Data Quality Methods






Keywords: Data quality, data cleansing, data scrubbing, warehousing, legacy data, total quality management.






Table of Contents

1.0 Introduction to Data Quality and Clean-up

1.1 Purpose and Scope

1.2 Data Quality Defined

2.0 Data Quality Methods

2.1 Methods Strategy Outline

2.2 Data Quality Project Phases

Preliminary Problem Identification (Task 1.0)

Define Data Issues (Task 2.0)

Analyze (Task 3.0)

Improve (Task 4.0)

2.3 Roles and Responsibilities

3.0 Methods Suggestions by Project Type

3.1 Projects: Future Data Quality

Improve the Request for Data from Outside Organizations

Improve Data Provided by Outside Organizations

Data Entry

3.2 Projects: Legacy Data Cleaning

Generic Current Data Cleanup

Clean Legacy Data Within One System

Clean Legacy Data in a Set of Systems

Clean Legacy Data Export to a Warehouse

Clean Current Warehouse Data

Data Quality Methods



Richard J. Orli

Based on a Public Document prepared for the US Gov't.,

this version © 1996 richard j. orli

1.0 Introduction to Data Quality and Clean-up



Data quality relies on a chain of events: what is asked for and how, how it is entered, what is edited and when, and finally how data is reviewed, stored, and used. Since data quality is affected by virtually every part of the business process, data quality is an integral part of what must be a Total Quality Management concept.

Clean data is the result of some combination of two efforts: making sure that data entered into the system are clean, and cleaning up problems once the data has been accepted. The first part is best interactive and immediate, although it may include some "close of business day" review and rework processes. The second type of effort is, fundamentally, a batch data cleanup exercise.

Clean data is also the result of a shared sense of responsibility and never-ceasing vigilance. Every time data is entered to the system, the person doing the entry should feel responsibility for and pride in the quality of the data and success of the mission. Managers responsible for a business area must be aware of their responsibilities for the data around which their work is structured. Business and technical experts must realize that anytime the business changes, the data might change. Responsibility is typically defined as a combination of data stewardship and ownership.

Data quality is one part of a larger data management process, which is concerned not only with the quality but the accessibility of data. At many organizations, the data administration function is the chief instrument for administrating data standards and recommending data methodologies. However, every organization must participate in data stewardship and ownership responsibilities.

1.1 Purpose and Scope

This paper briefly summarizes a basic strategy for proactive data cleansing. The main intent is to provide information that will be helpful in planning a data cleanup project. To that end, suggestions are provided in a "cookbook" format. It must be understood that each project will be unique, and the specifics of each plan will vary.

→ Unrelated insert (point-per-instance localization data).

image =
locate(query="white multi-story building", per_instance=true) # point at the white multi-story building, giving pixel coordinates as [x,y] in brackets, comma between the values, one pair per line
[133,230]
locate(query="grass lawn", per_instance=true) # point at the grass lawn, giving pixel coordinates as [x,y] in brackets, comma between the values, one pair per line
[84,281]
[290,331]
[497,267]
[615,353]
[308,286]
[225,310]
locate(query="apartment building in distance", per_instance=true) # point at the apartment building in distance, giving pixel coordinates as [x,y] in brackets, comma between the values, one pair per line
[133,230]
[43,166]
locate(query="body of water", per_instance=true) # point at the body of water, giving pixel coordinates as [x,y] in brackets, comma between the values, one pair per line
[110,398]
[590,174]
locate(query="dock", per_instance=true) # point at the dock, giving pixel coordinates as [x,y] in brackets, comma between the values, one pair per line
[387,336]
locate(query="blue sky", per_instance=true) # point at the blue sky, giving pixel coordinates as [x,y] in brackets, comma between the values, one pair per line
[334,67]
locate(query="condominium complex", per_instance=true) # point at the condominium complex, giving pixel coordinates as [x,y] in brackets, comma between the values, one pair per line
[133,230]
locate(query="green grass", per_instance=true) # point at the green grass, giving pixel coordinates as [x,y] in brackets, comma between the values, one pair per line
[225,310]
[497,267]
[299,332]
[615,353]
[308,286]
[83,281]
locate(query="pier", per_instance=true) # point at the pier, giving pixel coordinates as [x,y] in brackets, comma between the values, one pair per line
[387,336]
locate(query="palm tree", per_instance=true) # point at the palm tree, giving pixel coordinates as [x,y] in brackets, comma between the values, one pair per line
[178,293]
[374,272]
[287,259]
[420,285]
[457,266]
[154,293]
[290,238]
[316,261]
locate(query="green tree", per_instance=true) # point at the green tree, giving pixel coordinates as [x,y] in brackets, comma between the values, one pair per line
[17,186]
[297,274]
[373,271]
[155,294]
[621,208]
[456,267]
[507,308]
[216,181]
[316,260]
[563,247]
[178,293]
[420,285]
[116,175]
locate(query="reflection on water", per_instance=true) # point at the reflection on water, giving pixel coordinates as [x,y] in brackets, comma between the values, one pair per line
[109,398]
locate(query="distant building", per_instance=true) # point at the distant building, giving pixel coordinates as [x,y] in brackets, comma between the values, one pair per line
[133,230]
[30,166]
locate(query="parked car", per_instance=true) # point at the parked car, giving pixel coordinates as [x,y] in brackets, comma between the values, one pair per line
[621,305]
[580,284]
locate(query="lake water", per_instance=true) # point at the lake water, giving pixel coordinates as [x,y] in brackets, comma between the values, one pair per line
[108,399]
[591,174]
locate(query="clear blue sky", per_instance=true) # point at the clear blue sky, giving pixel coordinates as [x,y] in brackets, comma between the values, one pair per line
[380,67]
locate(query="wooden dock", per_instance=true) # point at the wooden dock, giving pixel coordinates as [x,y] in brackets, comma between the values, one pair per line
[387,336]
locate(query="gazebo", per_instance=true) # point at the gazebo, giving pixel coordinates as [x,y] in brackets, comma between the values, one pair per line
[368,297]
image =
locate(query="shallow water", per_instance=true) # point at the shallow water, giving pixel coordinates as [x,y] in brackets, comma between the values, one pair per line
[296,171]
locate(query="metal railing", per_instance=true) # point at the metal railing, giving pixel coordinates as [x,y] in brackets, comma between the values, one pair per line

This data quality task is structured as one of problem identification and resolution. However, the same steps can be followed as part of a comprehensive data quality assurance program that identifies and corrects data issues before they become problems.

Data quality is defined, and the general methodology is outlined. The methodology stages are supported with the various "aids" to help define the problem, assist with analysis steps, and place the project. In addition, steps for each type of data quality project are suggested.



1.2 Data Quality Defined

Quality data is, simply put, data that meets business needs. According to Andrew Ippilito, data has a number of quality characteristics:

Accuracy

1) The measure or degree of agreement between a data value (or set of values) and a source assumed to be correct.

2) A qualitative assessment of freedom from error.

Completeness

1) The degree to which values are present in the attributes that require them.

Consistency

1) Data are maintained so they are free from variation or contradiction.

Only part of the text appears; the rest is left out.